Autour de Novo Airão, la région est formée d’aires protégées à pas moins de 85 %, si on tient compte de l’autre grand parc national de Jau. « Nous voulons que les jeunes soient sensibilisés à la fragilité de l’environnement et qu’ils contribuent à le protéger tout en en tirant profit », ajoute l’ébéniste écolo, qui veut développer le tourisme solidaire et en faire bénéficier sa communauté.

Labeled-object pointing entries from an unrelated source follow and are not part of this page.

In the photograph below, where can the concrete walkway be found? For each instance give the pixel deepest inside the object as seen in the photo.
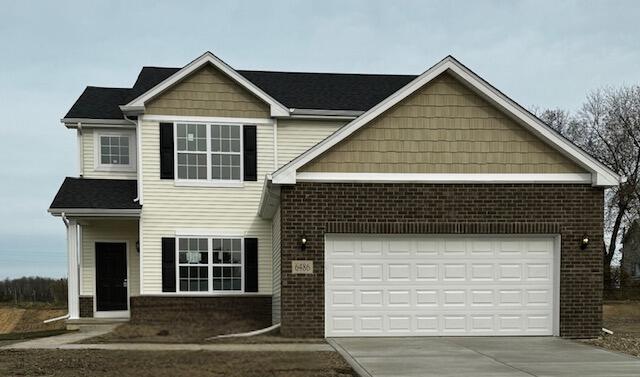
(482, 357)
(65, 342)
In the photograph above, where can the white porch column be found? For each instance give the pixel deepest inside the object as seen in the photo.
(73, 292)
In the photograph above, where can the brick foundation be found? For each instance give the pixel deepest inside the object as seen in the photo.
(253, 311)
(314, 209)
(86, 306)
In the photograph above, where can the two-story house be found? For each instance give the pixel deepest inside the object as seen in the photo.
(334, 204)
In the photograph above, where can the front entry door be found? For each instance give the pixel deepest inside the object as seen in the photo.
(111, 276)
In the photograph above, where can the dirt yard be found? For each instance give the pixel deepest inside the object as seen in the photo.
(29, 319)
(180, 332)
(623, 318)
(67, 363)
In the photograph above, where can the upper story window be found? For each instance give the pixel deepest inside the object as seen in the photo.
(209, 152)
(115, 150)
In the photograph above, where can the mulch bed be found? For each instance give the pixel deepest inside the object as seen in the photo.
(82, 363)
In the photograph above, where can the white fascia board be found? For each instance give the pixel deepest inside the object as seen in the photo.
(136, 105)
(602, 176)
(94, 212)
(443, 178)
(181, 118)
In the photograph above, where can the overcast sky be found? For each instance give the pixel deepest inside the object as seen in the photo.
(544, 54)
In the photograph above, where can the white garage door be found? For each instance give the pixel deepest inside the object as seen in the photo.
(381, 285)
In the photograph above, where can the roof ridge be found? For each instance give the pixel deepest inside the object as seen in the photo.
(330, 73)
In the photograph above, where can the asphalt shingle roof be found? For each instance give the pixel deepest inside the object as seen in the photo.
(96, 194)
(322, 91)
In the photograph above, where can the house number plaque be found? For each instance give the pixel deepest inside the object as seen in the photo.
(302, 267)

« Quand le parc national a été inauguré, on a simplement interdit aux gens de pêcher et de chasser — sauf pour leur propre subsistance —, mais on ne leur a rien offert en échange », ajoute-t-il. Les emplois en tourisme apparaissent donc comme une solution de remplacement naturelle, dans cette région traditionnellement peuplée de planteurs de manioc, de chasseurs et de pêcheurs. Encore faut-il que la ressource soit protégée adéquatement.

« Ce pays est corrompu jusqu’à la moelle, et il n’y a pas de volonté politique pour mettre en œuvre les lois », déplore Paul Clark, un Écossais qui a fondé une école avec son épouse italienne sur la rivière Jauaperi, à 240 km de Novo Airão. « La déforestation, le braconnage et la surpêche font des ravages, les espèces disparaissent à un rythme alarmant, et on ne fait rien ! »

Heureusement qu’il existe des Paul, des Jean-Daniel et des Ruy Carlos pour tenter d’infléchir le cours des choses. Parce qu’en Amazonie brésilienne, et partout au Brésil, une autre menace plane : un inquiétant prédateur qui sévit librement, plus dangereux qu’un jaguar, qu’un caïman et qu’une araignée-banane réunis, et il se nomme Bolsonaro.

L’auteur était l’invité de Copa Airlines et du Mirante do Gavião Amazon Lodge.

En vrac

Copa Airlines relie Montréal à Manaus via Panama City, d’où elle dessert une cinquantaine de destinations en Amérique centrale et du Sud.

La région de Novo Airão se visite à l’année, mais mars est le mois des grosses pluies, et les eaux du rio Negro sont à leur plus haut niveau en juin et à leur plus bas en octobre et en novembre. À Novo Airão, le Mirante do Gavião Amazon Lodge forme un ravissant et ultraconfortable pied-à-terre pour explorer la région. Sobre et stylé, admirablement aménagé aux abords du rio Negro, il ne compte qu’une dizaine de chambres et de suites, ainsi qu’un excellent restaurant où l’on sert de fins mets.

L’agence Katerre, au Mirante, propose de nombreuses activités (kayak, sorties en bateau rapide, visite des communautés, etc.) et des croisières sur le rio Negro.